Conforme o exposto, a arte de aprender e ensinar química é um processo que necessita da imaginação e da capacidade de interpretação da linguagem química, para entender os conceitos e os processos químicos. Entretanto, essas características nem sempre são atingidas durante o processo de aprendizagem, sobretudo, quando não se tem a mobilização de ambas as partes envolvidas, nem o desejo de ensinar e aprender (Francisco et al., 2020).

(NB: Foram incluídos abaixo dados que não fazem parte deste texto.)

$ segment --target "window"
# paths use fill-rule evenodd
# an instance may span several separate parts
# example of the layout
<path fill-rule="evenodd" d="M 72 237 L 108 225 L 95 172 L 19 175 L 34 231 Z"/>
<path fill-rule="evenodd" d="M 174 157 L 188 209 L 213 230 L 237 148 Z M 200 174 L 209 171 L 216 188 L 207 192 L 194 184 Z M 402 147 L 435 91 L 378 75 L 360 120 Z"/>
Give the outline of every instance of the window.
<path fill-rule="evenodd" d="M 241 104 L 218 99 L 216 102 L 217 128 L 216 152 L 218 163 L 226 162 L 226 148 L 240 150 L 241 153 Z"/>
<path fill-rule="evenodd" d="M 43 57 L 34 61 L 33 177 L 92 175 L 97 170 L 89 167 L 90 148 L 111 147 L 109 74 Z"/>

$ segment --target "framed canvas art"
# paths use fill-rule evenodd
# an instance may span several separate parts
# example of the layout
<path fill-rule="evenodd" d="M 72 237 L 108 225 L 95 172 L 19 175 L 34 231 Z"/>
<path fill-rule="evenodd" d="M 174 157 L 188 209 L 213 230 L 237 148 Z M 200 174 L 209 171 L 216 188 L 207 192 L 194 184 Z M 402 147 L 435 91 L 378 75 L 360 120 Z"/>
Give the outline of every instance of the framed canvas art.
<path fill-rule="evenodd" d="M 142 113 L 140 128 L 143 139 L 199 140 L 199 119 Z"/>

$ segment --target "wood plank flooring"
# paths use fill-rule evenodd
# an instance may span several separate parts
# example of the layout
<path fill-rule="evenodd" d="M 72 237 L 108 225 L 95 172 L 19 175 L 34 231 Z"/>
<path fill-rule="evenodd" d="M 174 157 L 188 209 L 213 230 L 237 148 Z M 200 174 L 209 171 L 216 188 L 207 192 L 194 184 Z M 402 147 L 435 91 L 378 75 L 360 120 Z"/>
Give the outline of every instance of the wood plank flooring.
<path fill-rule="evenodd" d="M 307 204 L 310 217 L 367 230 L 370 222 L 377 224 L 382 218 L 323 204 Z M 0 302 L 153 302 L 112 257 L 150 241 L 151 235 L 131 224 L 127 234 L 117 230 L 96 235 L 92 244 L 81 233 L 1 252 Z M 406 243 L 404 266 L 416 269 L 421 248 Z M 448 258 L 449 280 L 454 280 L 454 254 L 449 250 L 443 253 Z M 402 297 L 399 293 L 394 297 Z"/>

Diante disso, esse trabalho tem como objetivo discorrer sobre a associação entre a pós-graduação e o ensino médio, através do desenvolvimento de metodologias de ensino voltadas para aprendizagem significativa e experimentação investigativa, com enfoque CTS.

Metodologia

O método empregado nesta pesquisa foi o qualitativo, pois "a abordagem qualitativa parte do princípio de que há uma relação dinâmica entre o mundo real e o sujeito, uma interdependência viva entre o sujeito e o objeto, um vínculo indissociável entre o mundo objetivo e a subjetividade do sujeito" (Chizzotti, 1991, p. 79).

Os procedimentos de investigação que nortearam a temática da pesquisa situaram-se na metodologia do estudo de caso. Segundo André (1998), utiliza-se o estudo de caso quando se procura encontrar novas definições sobre um determinado fenômeno. Os dados da pesquisa foram coletados por meio da aplicação de questionários englobando todo o universo de estudo, ou seja, turmas do curso técnico integrado em edificações, da rede pública de ensino.

No presente estudo foram abordados aplicação da emodina como indicador ácido base, em aula prática, assim como, a utilização do espectro de ultravioleta da emodina para discussão de espectroscopia e atividade fotoprotetora, e o uso do espectro de infravermelho dessa substância, para identificação de grupos funcionais orgânicos, em sala de aula.

• Aplicação da emodina como indicador ácido base

Inicialmente, foi realizado estudo fitoquímico com Chamaecrista sp., tendo como um dos resultados, a extração da emodina, durante o curso de doutorado em farmacoquímica.

Após isolamento e caracterização da substância, percebeu-se que, por se tratar de uma antraquinona, essa substância poderia apresentar propriedades como indicador de pH (Cunha, 2009). Dessa forma, a substância foi colocada em contato com soluções de pH 1 a 14, a fim de observar a variação de coloração. Após observar a variação na coloração, esta então aplicada como indicador ácido-base em sala de aula.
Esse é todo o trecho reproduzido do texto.